Single Pipeline : Simulate --> Fit --> Summarize 

In [None]:
def run_single_replicate(rep_idx, seed_base, out_root, test_mode=True, use_stan=True, stan_threads=1):
    """
    -Simulaye dataset
    -fit with stan
    -return dict with metadata and summary, save files"""

    start_time=time.time()
    rep_out = Path(out_root) / f"rep_{rep_idx:04d}"
    rep_out.mkdir(parents=True, exist_ok=True)
    seed = int((seed_base + rep_idx) & 0x7FFFFFFF)
    log_prefix = f"rep_{rep_idx}"

    try:
        #simulate
        df = simulate_reference_dataset(seed, N_subj=100, T_weeks=60)
        #save 
        csvp = rep_out / "simulated.csv"
        df.to_csv(csvp, index=False)

        if use_stan:
            pkl_path = fit_stan_for_df(df, out_dir=rep_out, test_mode = test_mode,seed=seed, threads=stan_threads)
            summary = summarize_stan_fit(pkl_path)
        else:
            summary = {"status": "MLE_not_implemented"}

        elapsed = time.time() - start_time 
        meta = {
            "rep": rep_idx,
            "seed": seed,
            "elapsed_s": elapsed,
            "status": "ok" 
        }
        meta.update(summary)

        with open(rep_out / "summary.pkl", "wb") as f:
            pickle.dump(meta, f)  #save
        return meta

    except Exception as e:
        logging.exception(f"Replicate {rep_idx} failed")

        with open(rep_out / "error.txt", "w") as f:
            f.write(str(e))
        return {"rep": rep_idx, "status":"failed", "error": str(e)} 


# Parallel SSE executor (joblib) and aggregator 

In [None]:
def run_sse(n_reps=50, seed_base=1234, out_root=RESULTS_DIR, test_mode=True,
             use_stan=True, n_jobs=2, stan_threads=1):
    
    logging.info(f"Starting SSE: n_reps={n_reps}, test_mode={test_mode}, use_stan={use_stan}")
    start = time.time()
    results = Parallel(n_jobs=n_jobs)(delayed(run_single_replicate)(i+1, seed_base, out_root, test_mode, use_stan, stan_threads)
                                      for i in tqdm(range(n_reps), desc="SSE replicates")) 
    df_res = pd.DataFrame(results)
    csv_out = Path(out_root) / f"sse_summary_all_{timestamp}.csv"
    df_res.to_csv(csv_out, index=False)
    logging.info(f"SSE finished in {(time.time() - start)/60: .2f} min. Results saved to {csv_out}" )
    return df_res 


In [None]:
#TEST CELL
df_results = run_sse(n_reps=4, seed_base=999, out_root=RESULTS_DIR, test_mode=True, use_stan=True, n_jobs=2)

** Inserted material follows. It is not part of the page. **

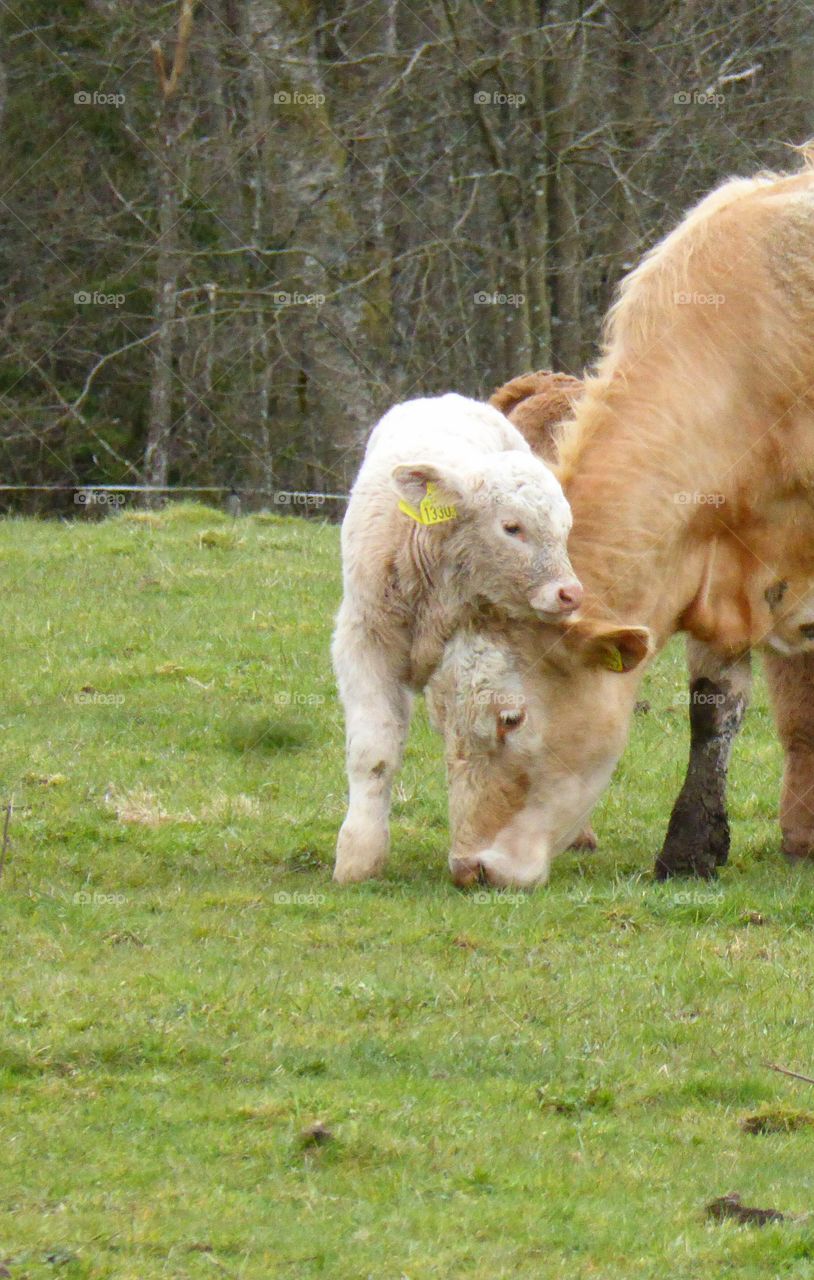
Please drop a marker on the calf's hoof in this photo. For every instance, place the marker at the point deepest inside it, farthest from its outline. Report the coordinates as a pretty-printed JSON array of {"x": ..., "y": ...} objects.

Post-Processing: bias, RMSE, coverage

In [None]:
def compute_sse_metrics(summary_df, reference_params):
    #taking only successful replicates

    ok = summary_df[summary_df["status"] == "ok"].copy()
    metrics = []
    n_ok = ok.shape[0] 
    logging.info(f"Computing metrics on {n_ok} succesful replicates out of {len(summary_df)}")

    for key, true_val in reference_params.items():
        mean_key = f"{key}_mean"
        lower_key = f"{key}_2.5%"
        upper_key = f"{key}_97.5%"

        if mean_key not in ok.columns:
            logging.warning(f"{mean_key} not in summaries; skipping")
            continue 

        ests = ok[mean_key].astype(float)
        bias = (ests - true_val).mean() 
        rmse = np.sqrt(((ests - true_val)**2).mean()) 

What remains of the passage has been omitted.